Llegaron a las estribaciones a primera hora de la mañana. Las colinas que les tapaban la vista de la cordillera estaban salpicadas de pinos. Miller, que iba en cabeza, guió el carro por el terreno en suave ascensión; señaló hacia una estrecha franja de pinos que descendía por una ladera y fueron todos en aquella dirección. Las colinas, por la otra vertiente, caían sobre un valle; una vez abajo, el terreno se nivelaba a ambas orillas de un riachuelo. Lo siguieron hasta llegar a un valle más ancho, que se extendía llano hasta la base misma de las montañas.

—Calculo que llegaremos al río a mediodía —dijo Miller—. A partir de ahí es todo subida.

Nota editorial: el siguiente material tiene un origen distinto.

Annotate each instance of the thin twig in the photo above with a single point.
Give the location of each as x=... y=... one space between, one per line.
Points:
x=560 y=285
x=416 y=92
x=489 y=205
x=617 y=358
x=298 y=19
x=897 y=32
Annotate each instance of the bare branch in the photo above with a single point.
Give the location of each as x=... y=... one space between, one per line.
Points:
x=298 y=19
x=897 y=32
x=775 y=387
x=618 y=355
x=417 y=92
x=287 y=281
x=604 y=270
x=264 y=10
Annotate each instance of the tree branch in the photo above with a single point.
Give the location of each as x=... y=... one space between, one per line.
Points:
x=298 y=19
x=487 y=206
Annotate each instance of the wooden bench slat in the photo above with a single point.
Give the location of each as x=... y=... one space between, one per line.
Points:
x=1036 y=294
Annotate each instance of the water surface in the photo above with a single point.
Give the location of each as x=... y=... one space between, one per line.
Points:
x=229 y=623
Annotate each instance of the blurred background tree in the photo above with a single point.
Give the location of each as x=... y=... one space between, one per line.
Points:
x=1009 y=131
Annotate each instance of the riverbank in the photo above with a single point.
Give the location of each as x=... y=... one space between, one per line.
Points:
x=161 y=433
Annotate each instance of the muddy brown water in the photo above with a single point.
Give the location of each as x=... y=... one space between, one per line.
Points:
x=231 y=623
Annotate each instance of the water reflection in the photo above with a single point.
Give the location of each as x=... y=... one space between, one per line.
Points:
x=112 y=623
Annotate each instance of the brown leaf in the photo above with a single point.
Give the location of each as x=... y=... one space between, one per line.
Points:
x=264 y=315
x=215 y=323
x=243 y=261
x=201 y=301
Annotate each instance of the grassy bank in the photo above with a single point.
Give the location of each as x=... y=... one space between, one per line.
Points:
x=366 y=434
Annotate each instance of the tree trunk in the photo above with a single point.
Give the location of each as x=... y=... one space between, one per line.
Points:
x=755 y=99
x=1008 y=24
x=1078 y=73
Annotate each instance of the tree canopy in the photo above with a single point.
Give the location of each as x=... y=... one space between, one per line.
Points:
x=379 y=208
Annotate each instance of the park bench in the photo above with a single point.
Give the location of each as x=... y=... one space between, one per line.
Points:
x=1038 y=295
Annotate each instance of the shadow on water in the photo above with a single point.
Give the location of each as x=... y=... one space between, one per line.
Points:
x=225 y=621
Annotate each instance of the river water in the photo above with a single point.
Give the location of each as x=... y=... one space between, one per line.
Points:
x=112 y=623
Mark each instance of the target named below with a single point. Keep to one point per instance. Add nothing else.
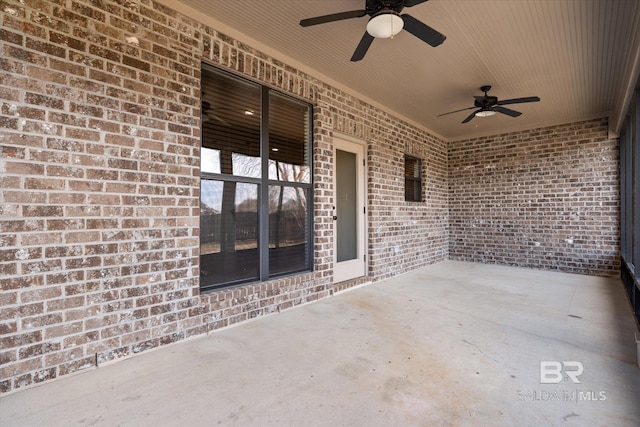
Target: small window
(412, 179)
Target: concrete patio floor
(455, 344)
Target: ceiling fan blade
(333, 17)
(409, 3)
(519, 100)
(422, 31)
(457, 111)
(507, 111)
(363, 46)
(471, 116)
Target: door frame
(355, 268)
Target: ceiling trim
(243, 38)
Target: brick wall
(99, 185)
(546, 198)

Pero era ya la tarde cuando por fin lo encontraron. Del lado en que ellos se acercaban, el terreno era despejado; algunos zumaques, teñidos de amarillo, y grupitos de sauces achaparrados salpicaban la ribera. Era un río ancho; el cauce debía de medir unas doscientas yardas desde la loma donde se detuvieron hasta un saliente de roca al otro lado. Pero más allá de ambas riberas, y en el lecho mismo del río, crecía hierba e incluso algunos arbustos y árboles pequeños. Durante cientos de años, el río había abierto camino en la tierra y la roca; ahora discurría delgado y poco profundo por el centro de su propio cauce, un tajo de no más de treinta pies de anchura. Corría alegre y claro entre grandes piedras, unas planas y otras alzándose con brusquedad, lo que hacía que se formaran remolinos y pequeñas olas de blanca cresta.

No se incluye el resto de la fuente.